第299話 連判依頼状

◇連判依頼状◇


「次は…、紐の買い足しだね。あと、鉄釘ハーケンも。同じ店に置いてあるといいけど」


 空気は澄み寒さを感じるものの、日の光が惜しみなく降り注ぎ、日向は温もりを蓄えているような陽気の中、俺らは消耗品の補充のため市場にまで出向いていた。往来には人々の活気で溢れており、冬に備えるために売り手も買い手も盛んに商売に勤しんでいる。


 ナナは片手に持った買出し品のメモを見ながら、俺らを次の店へと誘導する。人通りは多いものの溢れかえるほどではないため、俺らは肩を並べるようにして先へと進んで行く。


「ハルト様。…どうやら、随分注目を集めているようですわ」


 不意にメルルが表情を変えずに俺へと小さく声を掛けた。…索敵は俺の役目なのだが、風での索敵は物理的な状況を把握することしかできないため、人の注意がどこに向いているだとか、現在のように人が多い状況での索敵はメルルに負けてしまう。


 メルルのその能力は魔法に依存しているものではないため、俺にも習得できるはずなのだが中々習得ができずにいる。
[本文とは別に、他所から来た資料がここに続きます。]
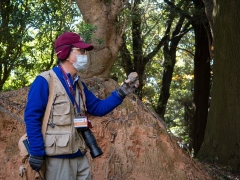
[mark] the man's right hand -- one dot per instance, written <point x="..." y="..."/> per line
<point x="36" y="162"/>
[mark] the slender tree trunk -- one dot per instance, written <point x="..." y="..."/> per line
<point x="201" y="87"/>
<point x="222" y="139"/>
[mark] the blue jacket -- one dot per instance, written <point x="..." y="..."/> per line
<point x="37" y="102"/>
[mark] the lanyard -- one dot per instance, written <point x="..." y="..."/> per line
<point x="72" y="90"/>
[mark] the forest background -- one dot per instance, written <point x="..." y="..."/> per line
<point x="172" y="45"/>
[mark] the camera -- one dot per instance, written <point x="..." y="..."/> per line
<point x="83" y="126"/>
<point x="91" y="143"/>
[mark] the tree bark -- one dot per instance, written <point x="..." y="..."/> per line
<point x="106" y="39"/>
<point x="201" y="87"/>
<point x="201" y="81"/>
<point x="222" y="140"/>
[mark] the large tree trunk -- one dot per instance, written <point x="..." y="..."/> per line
<point x="133" y="139"/>
<point x="106" y="40"/>
<point x="222" y="139"/>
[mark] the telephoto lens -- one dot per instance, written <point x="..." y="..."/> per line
<point x="91" y="143"/>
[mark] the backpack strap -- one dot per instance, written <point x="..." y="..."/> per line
<point x="50" y="78"/>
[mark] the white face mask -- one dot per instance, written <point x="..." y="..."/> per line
<point x="81" y="62"/>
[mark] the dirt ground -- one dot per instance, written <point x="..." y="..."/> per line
<point x="134" y="146"/>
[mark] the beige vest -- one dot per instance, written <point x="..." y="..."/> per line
<point x="61" y="136"/>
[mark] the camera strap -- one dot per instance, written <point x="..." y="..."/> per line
<point x="72" y="92"/>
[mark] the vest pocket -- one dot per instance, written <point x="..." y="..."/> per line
<point x="58" y="144"/>
<point x="61" y="112"/>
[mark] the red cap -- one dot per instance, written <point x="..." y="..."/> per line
<point x="65" y="41"/>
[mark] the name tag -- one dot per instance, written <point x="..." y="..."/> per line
<point x="80" y="122"/>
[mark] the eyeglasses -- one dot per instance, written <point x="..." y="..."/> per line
<point x="82" y="51"/>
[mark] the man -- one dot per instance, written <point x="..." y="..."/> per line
<point x="63" y="149"/>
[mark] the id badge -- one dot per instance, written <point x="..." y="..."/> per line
<point x="80" y="122"/>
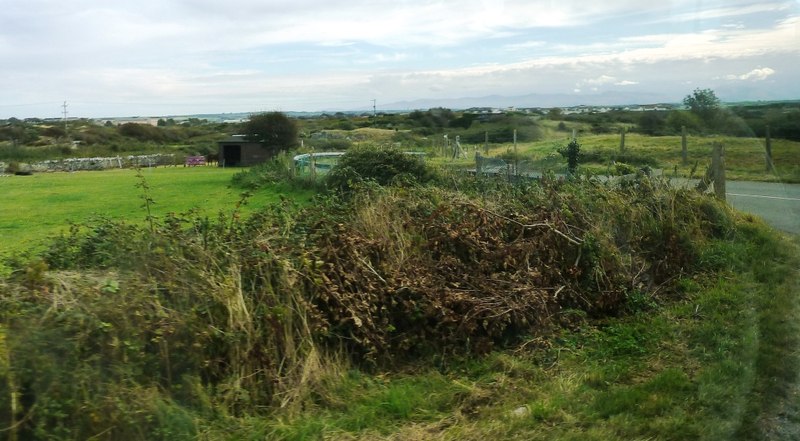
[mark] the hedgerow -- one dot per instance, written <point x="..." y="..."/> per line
<point x="120" y="329"/>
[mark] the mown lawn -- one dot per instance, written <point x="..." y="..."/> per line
<point x="34" y="207"/>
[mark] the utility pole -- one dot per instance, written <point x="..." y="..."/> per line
<point x="64" y="106"/>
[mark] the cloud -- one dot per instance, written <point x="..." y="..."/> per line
<point x="243" y="52"/>
<point x="759" y="74"/>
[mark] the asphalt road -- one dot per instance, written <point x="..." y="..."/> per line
<point x="778" y="204"/>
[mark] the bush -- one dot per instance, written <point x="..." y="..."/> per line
<point x="379" y="165"/>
彼女が言うにはなまじ風の索敵が優秀であるため、そういった視線などを感じる能力が育ちづらいと思われるらしいが、真偽の程は定かではない。


「…付いてきている感じか?」


「どうでしょうか…。動きまでは分かりかねます。…単に私達の美貌に目を奪われている可能性もありますが」


 メルルはそう嘯いてみせるが、なまじ三人は一目を引く容姿をしているため、彼女の言うこともありえないとは言い切れない。
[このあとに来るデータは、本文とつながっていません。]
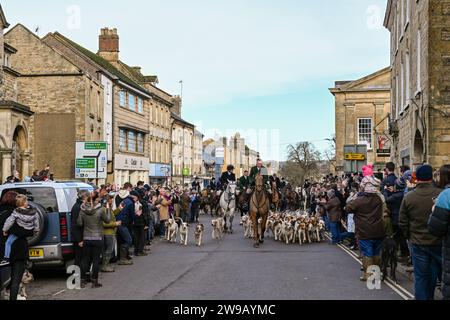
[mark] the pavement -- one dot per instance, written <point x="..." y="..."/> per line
<point x="230" y="269"/>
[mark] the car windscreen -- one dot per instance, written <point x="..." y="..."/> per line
<point x="46" y="197"/>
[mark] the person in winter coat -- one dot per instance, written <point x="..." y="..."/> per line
<point x="126" y="217"/>
<point x="140" y="224"/>
<point x="368" y="216"/>
<point x="333" y="207"/>
<point x="92" y="216"/>
<point x="394" y="197"/>
<point x="164" y="209"/>
<point x="185" y="203"/>
<point x="426" y="248"/>
<point x="7" y="207"/>
<point x="439" y="225"/>
<point x="22" y="223"/>
<point x="109" y="234"/>
<point x="76" y="230"/>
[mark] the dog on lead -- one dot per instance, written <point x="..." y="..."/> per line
<point x="199" y="229"/>
<point x="172" y="230"/>
<point x="184" y="232"/>
<point x="218" y="228"/>
<point x="389" y="258"/>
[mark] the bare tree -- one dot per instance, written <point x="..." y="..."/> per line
<point x="293" y="173"/>
<point x="330" y="153"/>
<point x="304" y="155"/>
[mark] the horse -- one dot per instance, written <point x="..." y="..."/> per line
<point x="259" y="209"/>
<point x="276" y="196"/>
<point x="243" y="202"/>
<point x="205" y="202"/>
<point x="227" y="205"/>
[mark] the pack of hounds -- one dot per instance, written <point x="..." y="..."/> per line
<point x="287" y="227"/>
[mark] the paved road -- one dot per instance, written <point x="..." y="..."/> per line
<point x="225" y="270"/>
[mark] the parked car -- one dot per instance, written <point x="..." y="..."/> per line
<point x="52" y="246"/>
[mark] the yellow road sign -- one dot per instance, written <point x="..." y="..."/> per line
<point x="355" y="156"/>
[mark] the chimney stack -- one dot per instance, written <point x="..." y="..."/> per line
<point x="109" y="45"/>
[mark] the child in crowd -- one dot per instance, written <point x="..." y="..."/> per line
<point x="22" y="223"/>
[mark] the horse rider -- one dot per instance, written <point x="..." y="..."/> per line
<point x="227" y="176"/>
<point x="262" y="170"/>
<point x="244" y="181"/>
<point x="277" y="181"/>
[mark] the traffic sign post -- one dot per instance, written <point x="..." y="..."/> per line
<point x="91" y="160"/>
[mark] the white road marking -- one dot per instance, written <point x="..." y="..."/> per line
<point x="402" y="292"/>
<point x="58" y="293"/>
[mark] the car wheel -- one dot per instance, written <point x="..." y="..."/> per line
<point x="42" y="217"/>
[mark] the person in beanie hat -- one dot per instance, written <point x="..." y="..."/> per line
<point x="439" y="225"/>
<point x="368" y="209"/>
<point x="426" y="248"/>
<point x="333" y="207"/>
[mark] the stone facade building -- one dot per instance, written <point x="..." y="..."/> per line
<point x="14" y="116"/>
<point x="362" y="111"/>
<point x="182" y="150"/>
<point x="420" y="65"/>
<point x="66" y="102"/>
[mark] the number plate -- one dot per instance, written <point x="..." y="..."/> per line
<point x="36" y="253"/>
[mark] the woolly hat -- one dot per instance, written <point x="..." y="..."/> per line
<point x="367" y="170"/>
<point x="424" y="173"/>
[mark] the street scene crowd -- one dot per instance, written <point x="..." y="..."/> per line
<point x="388" y="218"/>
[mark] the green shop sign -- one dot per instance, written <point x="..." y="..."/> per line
<point x="85" y="163"/>
<point x="95" y="146"/>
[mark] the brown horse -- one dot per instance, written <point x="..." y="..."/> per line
<point x="276" y="197"/>
<point x="259" y="208"/>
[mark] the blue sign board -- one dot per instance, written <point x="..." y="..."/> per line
<point x="160" y="170"/>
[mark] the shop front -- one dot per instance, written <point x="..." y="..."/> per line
<point x="129" y="168"/>
<point x="159" y="173"/>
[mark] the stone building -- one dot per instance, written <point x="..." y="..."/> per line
<point x="420" y="65"/>
<point x="66" y="102"/>
<point x="14" y="117"/>
<point x="198" y="167"/>
<point x="362" y="111"/>
<point x="182" y="150"/>
<point x="126" y="108"/>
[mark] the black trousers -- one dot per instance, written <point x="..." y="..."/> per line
<point x="17" y="270"/>
<point x="92" y="250"/>
<point x="78" y="253"/>
<point x="401" y="241"/>
<point x="139" y="236"/>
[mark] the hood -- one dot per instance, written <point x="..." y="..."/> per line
<point x="89" y="210"/>
<point x="123" y="194"/>
<point x="26" y="211"/>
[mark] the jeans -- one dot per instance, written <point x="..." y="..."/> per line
<point x="150" y="231"/>
<point x="427" y="261"/>
<point x="92" y="250"/>
<point x="139" y="235"/>
<point x="109" y="242"/>
<point x="78" y="253"/>
<point x="17" y="270"/>
<point x="370" y="248"/>
<point x="327" y="222"/>
<point x="9" y="244"/>
<point x="162" y="228"/>
<point x="345" y="235"/>
<point x="335" y="233"/>
<point x="125" y="237"/>
<point x="184" y="215"/>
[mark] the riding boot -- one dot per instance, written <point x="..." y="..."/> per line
<point x="123" y="257"/>
<point x="367" y="262"/>
<point x="106" y="267"/>
<point x="96" y="284"/>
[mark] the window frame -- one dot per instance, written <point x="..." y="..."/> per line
<point x="360" y="141"/>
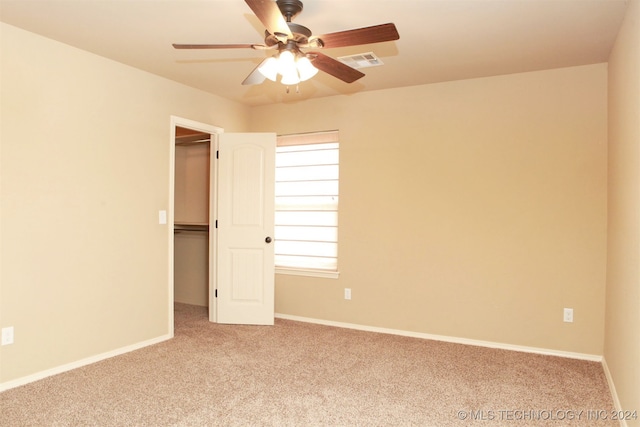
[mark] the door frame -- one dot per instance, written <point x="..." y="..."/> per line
<point x="214" y="131"/>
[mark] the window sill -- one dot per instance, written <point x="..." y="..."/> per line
<point x="308" y="273"/>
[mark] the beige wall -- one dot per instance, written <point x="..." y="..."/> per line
<point x="622" y="333"/>
<point x="473" y="209"/>
<point x="84" y="171"/>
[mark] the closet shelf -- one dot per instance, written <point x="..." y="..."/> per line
<point x="190" y="226"/>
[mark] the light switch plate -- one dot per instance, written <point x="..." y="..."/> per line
<point x="162" y="217"/>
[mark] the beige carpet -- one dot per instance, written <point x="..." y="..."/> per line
<point x="298" y="374"/>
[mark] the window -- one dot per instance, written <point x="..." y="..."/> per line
<point x="306" y="217"/>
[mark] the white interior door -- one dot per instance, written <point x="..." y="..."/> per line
<point x="245" y="254"/>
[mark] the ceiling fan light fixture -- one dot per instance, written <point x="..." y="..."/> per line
<point x="286" y="62"/>
<point x="290" y="78"/>
<point x="306" y="70"/>
<point x="269" y="69"/>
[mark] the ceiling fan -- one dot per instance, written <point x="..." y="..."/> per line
<point x="291" y="62"/>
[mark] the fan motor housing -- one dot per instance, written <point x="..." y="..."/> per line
<point x="290" y="8"/>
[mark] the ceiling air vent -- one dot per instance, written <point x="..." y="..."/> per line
<point x="361" y="60"/>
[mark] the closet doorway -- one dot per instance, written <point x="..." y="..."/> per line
<point x="194" y="206"/>
<point x="222" y="222"/>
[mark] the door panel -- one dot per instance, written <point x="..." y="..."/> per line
<point x="245" y="269"/>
 俺は風で後方の人の動きを感じ取り、後を着いてくる者がいないか確かめる。他の一般人というノイズが溢れているため、中々に集中力を必要とする作業だ。俺が風の感覚に集中すると分かったのか、ナナがそれとなく俺の袖を引いて歩く方向を誘導してくれる。


「…居るな。二人ほど後ろをついてきてる。買取所の奴らか?」


「…なんか最近…。後をつけられることが多いですね…」


 タルテが苦笑いしながらそう呟いた。確かに逆さ世界樹の中でも付けられたし、地上でも付けられている。タルテのその言葉で気がついたが、今付いてきている奴らは逆さ世界樹で付いてきた奴らの可能性もある。話を盗み聴きした限りでは、法の及ばぬ逆さ世界樹でおいたをしたい様だったので、地上で仕掛けてくる可能性は低いだろうが…。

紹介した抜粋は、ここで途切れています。